When activist billionaire Nelson Peltz jumped aboard the General Electric (GE) bandwagon last October with a $2.5 billion investment from his fund, Trian Partners, investors flocked to his bullish thesis of a share-price reversal.
GE was then at the peak of its industrial overhaul, only months after CEO Jeff Immelt announced his plans to unwind the manufacturer's longtime lending arm, GE Capital, a division analysts had grown to consider unpredictable, and a central driver for GE's messy entanglement in the 2008 financial crisis.
Trian's report on GE -- entitled "Transformation Underway ... But Nobody Cares" -- predicted that GE would finally catch up with outperforming peers Honeywell (HON) and 3M (MMM), and would trade at about $40 to $45 per share by the end of 2017.
It seems a far cry from where shares trade today, but Monday's announcement that GE closed its sale of $16 billion online deposits to Goldman Sachs (GS) -- the latest of Immelt's string of megadeals -- could go a long way. And the news will undoubtedly help GE scrap its onerous Federal Reserve label as a Systemically Important Financial Institution, or SIFI, an instrumental step in the process.
"With this sale, we are now in a position to fully exit the U.S. banking system by extinguishing our final U.S. bank charter and terminating our FDIC insurance, which we are targeting to complete by the end of this week," GE Capital CEO Keith Sherin said in a Monday statement.
But as shares trade at about $31 with earnings around the corner, many wonder if GE -- an investment held in Jim Cramer's Action Alerts PLUS charitable trust -- can still hit the nearly 50% share price expansion that is required of Trian's high-end estimate.
"The announcement ¿ which finalizes GE's exit from the U.S. banking system ¿ increases the already-high likelihood that the company sheds its SIFI designation," Action Alerts PLUS co-manager Jack Mohr said in a Monday email. "More broadly, the news emboldens our bullish thesis, which is predicated on our belief that the stock has room for the further multiple expansion as the company's industrial earnings rise and capital assets are shed -- two developments that are happening in an environment where industrial comps trade at a higher multiple relative to banks."
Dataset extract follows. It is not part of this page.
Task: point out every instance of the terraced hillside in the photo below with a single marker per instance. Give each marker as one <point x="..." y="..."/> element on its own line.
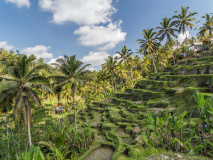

Nick Heymann, a senior analyst at William Blair, is also among those who continue to believe GE is trading at a steep discount. In fact, shares could rise as high as $38 this year, Heymann said in a Friday email to Real Money, which underscored that the market continues to underestimate GE's potential to return cash to shareholders from its industrial overhaul.
Part of the reason, according to Heymann, is GE will likely hit the brakes on its recent buying spree, which included its biggest-ever acquisition in the purchase of French turbine-maker Alstom's (ALSMY) grid businesses for $10.3 billion last fall.
This is largely because the manufacturer is "heavily incentivized" to return much of its free cash flow -- from asset sales and operations -- to shareholders, especially as "everyone knows the stock is not reflecting the true underlying potential," Heymann added. (GE sold $157 billion in financial assets last year alone, in its quest to scrap its SIFI label.)
And with earnings set to be released Friday, many on Wall Street share Heymann's bullish view that GE can meet Peltz's expectations, which include GE returning $100 billion in capital to investors through the end of 2018.
Morgan Stanley, which maintains a $37 high-end price target for GE over the next 12 months, said GE could unveil a more substantial buyback initiative on its Friday call with analysts, which could help offset a somewhat dismal start to 2016.
"Upside surprises could come from a stronger start on the buyback (we look for $4 billion-$5 billion during 1Q) and a modest upsizing on Capital dividends given the accelerated disposal," an analyst group led by Nigel Coe said in a report last week.
In all, the average 12-month price target for GE is $34, with 69% of the manufacturer's listed analysts maintaining Buy ratings, and 31% with Holds, based on Bloomberg consensus data.